Ballard Spahr—with the Baltimore City Solicitor’s Office—is representing the City of Baltimore in a lawsuit, filed today in the U.S. District Court for the District of Maryland, alleging that numerous chemical companies and individuals violated federal antitrust laws by conspiring to increase the prices of aluminum sulfate purchased by the City.

Aluminum sulfate is a chemical purchased in bulk by municipalities, including Baltimore, to treat water. The lawsuit stems from a criminal investigation into the aluminum sulfate industry that has resulted in several parties pleading guilty to federal charges of price fixing and bid rigging.

Baltimore’s lawsuit alleges that executives of the companies met to discuss their aluminum sulfate businesses and formulated a plan to suppress competition. It includes allegations that the companies intentionally submitted losing bids that favored a particular company or withdrew winning bids, and unlawfully discussed the price and terms of their quotes.

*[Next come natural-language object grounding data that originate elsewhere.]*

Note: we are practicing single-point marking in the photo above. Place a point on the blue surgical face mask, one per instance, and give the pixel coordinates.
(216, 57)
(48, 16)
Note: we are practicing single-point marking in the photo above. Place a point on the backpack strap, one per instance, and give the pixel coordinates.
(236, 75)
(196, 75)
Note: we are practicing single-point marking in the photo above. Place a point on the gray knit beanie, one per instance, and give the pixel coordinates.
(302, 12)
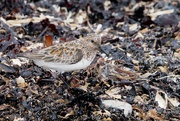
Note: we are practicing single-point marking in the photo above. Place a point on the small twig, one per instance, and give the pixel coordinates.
(6, 25)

Ballard Spahr lawyers Jay N. Fastow, Edward D. Rogers, Jason A. Leckerman, William A. McDaniel, Jr., Justin W. Lamson, and Thomas J. Gallagher IV, together with Acting City Solicitor David Ralph and Senior Public Safety Counsel Suzanne Sangree, are representing Baltimore in the lawsuit.

“When people violate the law by getting together and devising a scheme to stifle competition and overcharge us, they are cheating the taxpayers—and we take that very seriously,” said Mayor Catherine Pugh. “Managing the City budget to provide essential services like clean water, safe streets, and opportunities for youth is extremely important. We are committed to getting fair deals, and going after the perpetrators of fraud.”

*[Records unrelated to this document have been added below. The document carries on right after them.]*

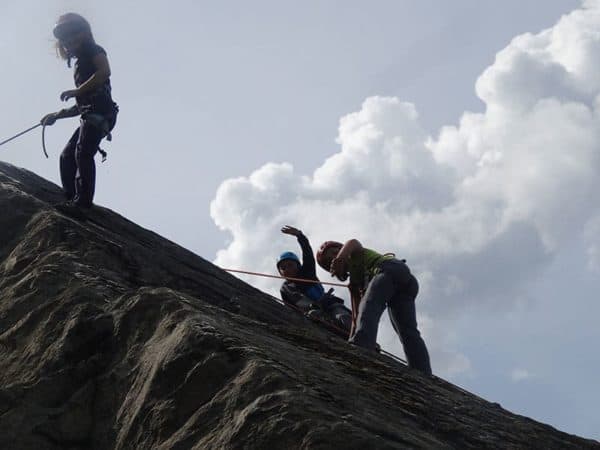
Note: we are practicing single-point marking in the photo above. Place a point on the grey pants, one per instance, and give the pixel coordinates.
(396, 288)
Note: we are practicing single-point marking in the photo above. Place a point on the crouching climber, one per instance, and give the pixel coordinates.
(310, 297)
(378, 281)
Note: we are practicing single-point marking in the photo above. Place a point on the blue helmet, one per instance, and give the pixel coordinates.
(288, 255)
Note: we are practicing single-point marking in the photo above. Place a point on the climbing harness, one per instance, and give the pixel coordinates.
(94, 121)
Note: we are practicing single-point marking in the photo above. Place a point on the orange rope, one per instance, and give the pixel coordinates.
(284, 278)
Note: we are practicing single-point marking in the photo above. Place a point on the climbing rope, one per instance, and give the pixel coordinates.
(258, 274)
(20, 134)
(317, 319)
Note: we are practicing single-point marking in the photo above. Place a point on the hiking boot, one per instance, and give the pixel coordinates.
(71, 209)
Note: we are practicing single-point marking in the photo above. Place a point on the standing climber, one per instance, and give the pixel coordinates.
(94, 104)
(378, 281)
(307, 296)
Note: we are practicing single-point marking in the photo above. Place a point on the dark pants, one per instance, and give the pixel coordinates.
(395, 288)
(77, 166)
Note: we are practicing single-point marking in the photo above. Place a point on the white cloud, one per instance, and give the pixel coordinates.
(518, 375)
(478, 211)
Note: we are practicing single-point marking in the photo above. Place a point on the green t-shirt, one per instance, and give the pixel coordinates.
(363, 266)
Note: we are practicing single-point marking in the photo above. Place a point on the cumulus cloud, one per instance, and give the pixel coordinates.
(478, 210)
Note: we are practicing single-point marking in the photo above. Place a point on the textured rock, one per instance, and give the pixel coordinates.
(113, 337)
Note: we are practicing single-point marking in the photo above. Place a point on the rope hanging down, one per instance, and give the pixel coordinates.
(284, 278)
(20, 134)
(27, 131)
(266, 275)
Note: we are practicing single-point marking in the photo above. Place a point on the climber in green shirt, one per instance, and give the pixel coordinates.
(378, 281)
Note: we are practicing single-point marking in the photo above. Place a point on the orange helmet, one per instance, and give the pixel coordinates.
(69, 24)
(321, 253)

The complaint alleges that the defendants violated federal antitrust law and the laws of the State of Maryland. Antitrust law allows a successful plaintiff to recover three times its damages. While the lawsuit was filed in Maryland, it likely will be transferred for pre-trial proceedings to the federal court in Newark, New Jersey, where dozens of similar lawsuits arising from the alleged scheme are coordinated in multidistrict litigation. A trial would take place in Baltimore.

“The suppliers named in this suit conspired to deprive Baltimore and its residents of the competitive pricing they had every right to expect, and inflated the prices Baltimore had to pay,” said David Ralph. “We have every intention of holding them accountable.”